Tuesday, April 5, 2011

A serious man (David Brooks on Paul Ryan)

Rep. Paul Ryan of Wisconsin has been one of my favorite Republicans for a while. He was one of the only Republican congressmen to offer constructive alternatives to Obama's health care reform instead of simply being against whatever the president proposed. He understood that our current system is broken, notwithstanding clichés about us having the "best health care system the world has ever known." Now he's stepped out on a limb and offered a serious proposal to fix the systemic problems driving our deficit and debt. I think David Brooks is right that this is "the most comprehensive and most courageous budget reform proposal any of us have seen in our lifetimes." Ryan understands that defunding NPR (silly!) and Planned Parenthood (about time!) plays well with the base, but doesn't address the real problem. Here's more from Brooks' column:

The Ryan budget will put all future arguments in the proper context: The current welfare state is simply unsustainable and anybody who is serious, on left or right, has to have a new vision of the social contract.

The initial coverage will talk about Ryan’s top number — the cuts of more than $4 trillion over the next decade. But the important thing is the way Ryan would reform programs. He would reform the tax code along the Simpson-Bowles lines, but without the tax increases. (It’s amazing that a budget chairman could include tax policy in his proposal, since it’s normally under the purview of the Ways and Means Committee.)

The Ryan budget doesn’t touch Medicare for anybody over 55, but for younger people it turns it into a defined contribution plan. Instead of assuming open-ended future costs, the government will give you a sum of money (starting at an amount equal to what the government now spends) and a regulated menu of insurance options from which to choose.

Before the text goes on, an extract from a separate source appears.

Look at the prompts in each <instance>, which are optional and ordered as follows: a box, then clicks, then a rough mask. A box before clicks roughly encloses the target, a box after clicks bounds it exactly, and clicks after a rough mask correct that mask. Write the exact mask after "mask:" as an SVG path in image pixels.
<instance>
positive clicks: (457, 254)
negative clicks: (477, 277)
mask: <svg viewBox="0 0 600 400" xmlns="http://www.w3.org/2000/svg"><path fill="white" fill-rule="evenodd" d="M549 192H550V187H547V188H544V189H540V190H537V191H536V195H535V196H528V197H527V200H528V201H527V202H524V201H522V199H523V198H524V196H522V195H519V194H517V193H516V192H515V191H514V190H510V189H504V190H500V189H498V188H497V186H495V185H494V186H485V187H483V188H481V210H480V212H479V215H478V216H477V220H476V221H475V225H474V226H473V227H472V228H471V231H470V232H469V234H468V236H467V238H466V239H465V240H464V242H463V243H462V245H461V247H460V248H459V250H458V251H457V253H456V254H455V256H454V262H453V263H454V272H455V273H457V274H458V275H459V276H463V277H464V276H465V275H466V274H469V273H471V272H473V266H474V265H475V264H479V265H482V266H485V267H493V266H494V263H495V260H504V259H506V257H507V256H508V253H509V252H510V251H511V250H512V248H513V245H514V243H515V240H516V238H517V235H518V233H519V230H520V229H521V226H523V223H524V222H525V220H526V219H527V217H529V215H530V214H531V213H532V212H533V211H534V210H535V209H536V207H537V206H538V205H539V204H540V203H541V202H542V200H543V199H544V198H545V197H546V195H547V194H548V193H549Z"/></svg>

The Ryan budget will please governors of both parties by turning Medicaid into a block grant — giving states more flexibility. It tackles agriculture subsidies and other corporate welfare. It consolidates the job-training programs into a single adult scholarship. It reforms housing assistance and food stamps. It dodges Social Security. The Republicans still have no alternative to the Democratic health care reform, but this budget tackles just about every politically risky issue with brio and guts.

Ryan was a protégé of Jack Kemp, and Kemp’s uplifting spirit pervades the document. It’s not sour, taking an austere meat ax approach. It emphasizes social support, social mobility and personal choice. I don’t agree with all of it that I’ve seen, but it is a serious effort to create a sustainable welfare state — to prevent the sort of disruptive change we’re going to face if national bankruptcy comes.

It also creates the pivotal moment of truth for President Obama. Will he come up with his own counterproposal, or will he simply demagogue the issue by railing against “savage” Republican cuts and ignoring the long-term fiscal realities? Does he have a sustainable vision for government, or will he just try to rise above the fray while Nancy Pelosi and others attack Ryan?

And what about the Senate Republicans? Where do they stand? Or the voters? Are they willing to face reality or will they continue to demand more government than they are willing to pay for?

Paul Ryan has grasped reality with both hands. He’s forcing everybody else to do the same.

As one of those "younger people" who's probably going to get hosed in any entitlement reform I have some concerns, but I respect that Ryan's backing up his talk with action.